Um itinerário de transfigurações
André Almeida e Sousa tem desenvolvido o seu trabalho construindo pinturas, desenhos e objectos sob formas, composições e relações muito diversas. Os desenhos, em painéis modulares de apreciável dimensão e detalhe, ou em folhas de formato médio, transitam entre a transparência de planos e uma densidade sedimentada e profunda que se revela através de uma expressão introspectiva e codificada que reside numa questão permanente que o artista coloca a si mesmo. O título da exposição, é um dos caminhos possíveis para a resposta a essa questão e apresenta-se como um aforismo, um fragmento do seu pensamento, que agrega a praxis ao sentimento e ao percurso do seu imaginário, austero mas profundamente transformador. Esse imaginário estribado numa intuição temporal é pautado por um itinerário diarístico, como um andamento que marca uma pulsão poética, sistemática, e entregue a um monólogo que não se ausenta de escutar a voragem das imagens que lhe passam em redor.
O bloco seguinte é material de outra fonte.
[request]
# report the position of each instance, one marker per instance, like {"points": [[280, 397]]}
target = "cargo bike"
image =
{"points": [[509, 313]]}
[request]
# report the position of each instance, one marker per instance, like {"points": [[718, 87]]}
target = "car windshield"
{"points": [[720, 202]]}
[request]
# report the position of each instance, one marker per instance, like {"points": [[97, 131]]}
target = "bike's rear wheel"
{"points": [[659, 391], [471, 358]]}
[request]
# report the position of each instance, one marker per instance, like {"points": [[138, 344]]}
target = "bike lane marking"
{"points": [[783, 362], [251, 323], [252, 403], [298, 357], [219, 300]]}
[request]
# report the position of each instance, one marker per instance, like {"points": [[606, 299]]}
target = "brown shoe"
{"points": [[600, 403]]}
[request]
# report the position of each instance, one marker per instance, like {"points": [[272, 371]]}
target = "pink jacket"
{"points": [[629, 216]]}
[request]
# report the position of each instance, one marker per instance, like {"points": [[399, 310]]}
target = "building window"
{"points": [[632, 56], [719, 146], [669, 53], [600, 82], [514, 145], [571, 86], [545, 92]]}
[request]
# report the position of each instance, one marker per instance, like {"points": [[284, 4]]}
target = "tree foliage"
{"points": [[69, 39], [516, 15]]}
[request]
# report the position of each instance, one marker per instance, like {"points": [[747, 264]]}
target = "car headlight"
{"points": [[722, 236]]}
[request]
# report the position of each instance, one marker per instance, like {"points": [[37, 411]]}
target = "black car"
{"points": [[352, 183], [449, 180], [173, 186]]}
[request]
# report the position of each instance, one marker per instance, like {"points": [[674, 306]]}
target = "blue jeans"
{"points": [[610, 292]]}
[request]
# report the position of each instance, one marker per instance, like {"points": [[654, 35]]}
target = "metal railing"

Neste sentido, o trabalho de Almeida e Sousa é, na sua essência, uma mediação e simultaneamente uma transfiguração que ocorre na prática da pintura, do desenho e da escultura, mas nunca é um resultado final e acabado.
Todo este processo encontra na matéria pictórica um campo de possibilidades muito contido, enquanto obra de arte que nos desafia e nos coloca perante uma procura permanente, porque se trata de um procedimento que se organiza por sobreposições, ocultações e desvelamentos.